Machine Learning (ML)

Machine learning (ML) is one of the most impressive and cutting-edge technologies of our era. As a form of artificial intelligence, ML enables machines to learn from raw data without human programming – in an iterative process to find patterns or behaviors which would otherwise be difficult or impossible for humans to discover. As such, its use can improve product development, increase marketing efficiency, and boost operational productivity.

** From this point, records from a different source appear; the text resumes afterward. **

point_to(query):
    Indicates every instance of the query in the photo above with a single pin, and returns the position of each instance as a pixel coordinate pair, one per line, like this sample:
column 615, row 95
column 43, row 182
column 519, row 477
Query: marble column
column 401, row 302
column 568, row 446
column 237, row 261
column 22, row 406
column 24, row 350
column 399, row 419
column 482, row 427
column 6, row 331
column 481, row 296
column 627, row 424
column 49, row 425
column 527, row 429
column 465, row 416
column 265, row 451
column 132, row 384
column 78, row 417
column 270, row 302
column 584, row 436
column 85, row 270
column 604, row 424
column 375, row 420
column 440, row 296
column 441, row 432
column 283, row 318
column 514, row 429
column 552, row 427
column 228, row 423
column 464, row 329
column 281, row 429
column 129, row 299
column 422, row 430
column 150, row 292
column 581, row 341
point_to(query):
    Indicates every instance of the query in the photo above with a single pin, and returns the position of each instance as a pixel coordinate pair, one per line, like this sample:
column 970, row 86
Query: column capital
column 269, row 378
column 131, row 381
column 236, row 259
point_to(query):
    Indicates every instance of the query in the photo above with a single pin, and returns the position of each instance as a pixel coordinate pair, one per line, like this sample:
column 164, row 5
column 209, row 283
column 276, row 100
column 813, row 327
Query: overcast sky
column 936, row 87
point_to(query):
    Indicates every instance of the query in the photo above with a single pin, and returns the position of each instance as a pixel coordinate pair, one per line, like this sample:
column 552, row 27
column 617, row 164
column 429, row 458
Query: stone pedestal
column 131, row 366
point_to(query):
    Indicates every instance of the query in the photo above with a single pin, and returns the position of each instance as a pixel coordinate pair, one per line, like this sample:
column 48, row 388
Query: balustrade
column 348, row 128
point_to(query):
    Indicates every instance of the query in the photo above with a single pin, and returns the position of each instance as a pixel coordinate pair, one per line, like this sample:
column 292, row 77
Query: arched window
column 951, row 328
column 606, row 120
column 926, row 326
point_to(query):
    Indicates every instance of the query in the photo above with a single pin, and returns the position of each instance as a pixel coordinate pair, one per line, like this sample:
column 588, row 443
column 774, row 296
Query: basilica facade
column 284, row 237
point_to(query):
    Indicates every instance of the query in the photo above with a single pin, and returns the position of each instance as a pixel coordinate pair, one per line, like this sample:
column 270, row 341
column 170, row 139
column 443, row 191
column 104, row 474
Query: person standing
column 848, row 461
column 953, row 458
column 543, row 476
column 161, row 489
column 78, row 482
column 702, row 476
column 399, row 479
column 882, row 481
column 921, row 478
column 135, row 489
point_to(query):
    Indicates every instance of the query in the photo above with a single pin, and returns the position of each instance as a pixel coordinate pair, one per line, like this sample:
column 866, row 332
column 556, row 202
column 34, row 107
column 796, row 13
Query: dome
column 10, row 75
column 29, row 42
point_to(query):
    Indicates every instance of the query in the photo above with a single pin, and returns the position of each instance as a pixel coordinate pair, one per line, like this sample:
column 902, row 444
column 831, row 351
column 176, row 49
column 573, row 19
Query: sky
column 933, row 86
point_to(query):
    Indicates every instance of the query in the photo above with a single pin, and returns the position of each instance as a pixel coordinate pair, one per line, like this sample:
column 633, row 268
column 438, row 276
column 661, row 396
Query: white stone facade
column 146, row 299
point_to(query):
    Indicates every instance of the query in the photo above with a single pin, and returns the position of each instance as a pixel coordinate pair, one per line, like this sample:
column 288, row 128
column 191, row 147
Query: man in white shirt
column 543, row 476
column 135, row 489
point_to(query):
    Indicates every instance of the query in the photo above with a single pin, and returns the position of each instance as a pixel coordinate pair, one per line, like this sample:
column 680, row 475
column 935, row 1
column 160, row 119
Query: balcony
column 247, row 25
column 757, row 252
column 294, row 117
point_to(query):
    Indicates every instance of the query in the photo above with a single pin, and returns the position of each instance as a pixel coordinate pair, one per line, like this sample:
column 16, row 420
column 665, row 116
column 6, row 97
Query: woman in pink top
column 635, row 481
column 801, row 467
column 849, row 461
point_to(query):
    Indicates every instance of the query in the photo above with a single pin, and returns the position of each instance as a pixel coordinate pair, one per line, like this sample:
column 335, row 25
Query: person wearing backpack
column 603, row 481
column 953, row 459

Business of all sizes can utilize artificial intelligence (AI). AI can be applied to numerous business processes, including customer service, automated data entry, fraud detection and predictive maintenance. Furthermore, companies could utilize it to create personalized experiences and custom content – for instance developing a chatbot that answers customers’ inquiries will reduce operating costs significantly.

ML can also help businesses predict and prevent problems before they arise, by analyzing data sets to spot patterns that might indicate when specific equipment or parts may break down – this enables businesses to schedule preventive maintenance ahead of time, saving both money and repair bills. Furthermore, machine learning helps detect security threats more rapidly, making this an indispensable function in today’s digital environment of cyber attacks and vulnerabilities.

Machine learning technology is being integrated into an ever-expanding array of business apps and software, including search engines, spam filters, malware detection tools, online banking apps and voice assistants. Furthermore, AI can help automate tasks and free employee time in manufacturing companies where manual processes take up an excessive amount of employee resources.

Machine learning (ML) has already found applications across numerous sectors and is projected to become even more widespread over time. This field includes self-driving cars as well as online recommendations, advertisements and social media algorithms such as recommendations found in e-commerce, advertising and social media networks; it is also utilized as part of real estate valuation services, language learning programs and medical imaging software services.